Keyword research for ecommerce (not blog-style keyword research)

Lesson 31 of 813 min read

Most keyword research advice was written for content sites: find topics, check volumes, write posts. Ecommerce keyword research is a different job. You're not hunting for things to write about - you're mapping how demand is phrased onto the catalog you sell, and finding the mismatches. The mismatches are the opportunity.

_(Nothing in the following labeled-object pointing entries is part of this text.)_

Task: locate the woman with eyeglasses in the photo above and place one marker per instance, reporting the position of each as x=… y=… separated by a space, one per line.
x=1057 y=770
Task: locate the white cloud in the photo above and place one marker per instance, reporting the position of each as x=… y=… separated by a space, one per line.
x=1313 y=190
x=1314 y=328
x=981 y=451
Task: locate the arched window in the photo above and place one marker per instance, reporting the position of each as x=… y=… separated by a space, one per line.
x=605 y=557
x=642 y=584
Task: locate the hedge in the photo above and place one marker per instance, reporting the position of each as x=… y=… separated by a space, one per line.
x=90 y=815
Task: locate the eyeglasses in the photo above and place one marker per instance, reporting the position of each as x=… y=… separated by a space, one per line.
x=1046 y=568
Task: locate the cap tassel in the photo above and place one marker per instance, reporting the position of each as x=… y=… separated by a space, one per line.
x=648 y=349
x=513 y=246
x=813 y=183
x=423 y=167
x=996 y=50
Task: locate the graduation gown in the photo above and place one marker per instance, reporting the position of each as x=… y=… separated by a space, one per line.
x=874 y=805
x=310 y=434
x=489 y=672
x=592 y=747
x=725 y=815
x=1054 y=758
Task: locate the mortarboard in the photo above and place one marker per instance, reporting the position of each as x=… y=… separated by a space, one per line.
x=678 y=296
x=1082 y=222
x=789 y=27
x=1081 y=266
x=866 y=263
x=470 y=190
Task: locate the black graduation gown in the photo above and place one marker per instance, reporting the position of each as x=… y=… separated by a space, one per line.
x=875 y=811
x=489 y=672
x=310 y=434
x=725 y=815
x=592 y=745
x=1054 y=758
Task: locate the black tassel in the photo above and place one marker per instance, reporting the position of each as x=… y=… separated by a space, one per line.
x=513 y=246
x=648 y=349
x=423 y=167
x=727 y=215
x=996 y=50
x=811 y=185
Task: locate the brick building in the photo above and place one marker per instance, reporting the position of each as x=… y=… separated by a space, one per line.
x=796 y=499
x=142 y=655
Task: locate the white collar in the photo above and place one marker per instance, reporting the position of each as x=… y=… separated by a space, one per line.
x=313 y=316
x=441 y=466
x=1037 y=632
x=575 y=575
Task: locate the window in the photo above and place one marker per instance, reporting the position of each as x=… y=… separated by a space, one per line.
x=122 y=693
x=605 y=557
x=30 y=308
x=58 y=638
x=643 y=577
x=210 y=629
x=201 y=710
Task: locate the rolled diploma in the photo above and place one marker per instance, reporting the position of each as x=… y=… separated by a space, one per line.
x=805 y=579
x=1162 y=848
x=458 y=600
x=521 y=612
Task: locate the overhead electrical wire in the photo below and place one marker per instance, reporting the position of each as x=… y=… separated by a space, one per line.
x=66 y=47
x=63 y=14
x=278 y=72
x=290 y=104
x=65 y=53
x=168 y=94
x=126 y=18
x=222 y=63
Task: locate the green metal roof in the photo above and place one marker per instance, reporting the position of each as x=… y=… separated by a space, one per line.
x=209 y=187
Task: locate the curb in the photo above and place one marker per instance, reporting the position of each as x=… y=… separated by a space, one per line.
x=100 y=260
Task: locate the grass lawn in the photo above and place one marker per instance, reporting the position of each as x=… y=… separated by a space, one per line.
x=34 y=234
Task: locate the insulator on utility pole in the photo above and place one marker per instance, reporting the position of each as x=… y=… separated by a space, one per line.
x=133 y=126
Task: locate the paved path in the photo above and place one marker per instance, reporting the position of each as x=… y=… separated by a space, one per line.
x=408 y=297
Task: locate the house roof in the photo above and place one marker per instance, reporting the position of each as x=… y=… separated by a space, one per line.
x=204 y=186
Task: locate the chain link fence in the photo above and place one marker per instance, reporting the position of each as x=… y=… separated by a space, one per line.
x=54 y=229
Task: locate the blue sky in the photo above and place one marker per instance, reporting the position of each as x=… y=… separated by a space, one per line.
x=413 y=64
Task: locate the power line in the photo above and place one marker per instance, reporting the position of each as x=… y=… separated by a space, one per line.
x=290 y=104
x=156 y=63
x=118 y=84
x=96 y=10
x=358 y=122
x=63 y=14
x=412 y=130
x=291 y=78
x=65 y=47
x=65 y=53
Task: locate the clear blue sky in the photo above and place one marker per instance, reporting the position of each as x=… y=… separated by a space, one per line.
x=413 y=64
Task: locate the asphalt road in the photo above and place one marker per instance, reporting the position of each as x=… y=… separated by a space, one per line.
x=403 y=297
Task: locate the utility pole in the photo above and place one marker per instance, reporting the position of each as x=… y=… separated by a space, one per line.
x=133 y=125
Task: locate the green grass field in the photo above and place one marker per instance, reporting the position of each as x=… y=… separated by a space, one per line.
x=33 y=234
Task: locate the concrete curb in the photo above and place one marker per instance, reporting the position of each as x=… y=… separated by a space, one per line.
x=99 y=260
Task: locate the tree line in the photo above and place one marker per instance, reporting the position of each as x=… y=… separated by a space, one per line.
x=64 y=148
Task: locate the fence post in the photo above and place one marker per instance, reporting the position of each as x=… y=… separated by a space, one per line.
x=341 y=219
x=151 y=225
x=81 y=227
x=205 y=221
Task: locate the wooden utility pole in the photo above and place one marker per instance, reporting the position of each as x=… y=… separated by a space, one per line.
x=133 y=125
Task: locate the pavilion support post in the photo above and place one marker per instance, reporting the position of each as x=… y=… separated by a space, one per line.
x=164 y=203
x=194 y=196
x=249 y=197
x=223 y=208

Start from your own data, not a tool

Generic tools tell you what the world searches. Your own data tells you what your demand looks like - and it's better input. Three sources you already have from Phase 3: GSC queries (demand you're already visible for - filter to non-brand terms, sort by impressions, and you have a demand map with your current position on it), site search (demand from people already on your store, in their exact words), and Merchant Center / Shopping query data if you run ads (paid queries that convert are organic targets validated with money).

External tools (Keyword Planner, Ahrefs, Semrush, whichever) then do what your data can't: sizing demand you don't yet touch, and showing the phrasing variants around each term.

Intent decides the page type - this is the actual skill

Every query implies a page type, and matching them is most of ecommerce keyword strategy. Category intent ("linen shirts women") → collection page. Product intent ("anine linen shirt navy") → product page. Informational intent ("is linen business casual") → content. Comparison intent ("linen vs cotton shirts summer") → content, close to purchase. The test is always: search the term, look at what Google ranks. If page one is all category pages, a blog post won't win it - and vice versa. Fighting the intent is the classic wasted effort.

Map, then find the gaps

The working artifact is a simple table: query family → intent → the page that should own it → does that page exist and is it any good? Three gap types fall out. Missing pages: real demand, no matching collection (create it - the taxonomy lesson's move). Wrong pages: a product page straining to rank a category term (build the collection, let the product rank its own name). Cannibalization: two pages competing for one family (consolidate).

Volume tie-breaks priority, but modifier patterns are the underrated read: recurring modifiers in your query data - a material, a fit, "oversized," "petite" - are customer taxonomy, and each consistent one is a subcollection candidate. That's the loop closing: keyword research isn't a separate SEO ritual. It's demand data feeding the same catalog structure everything else in this academy runs on.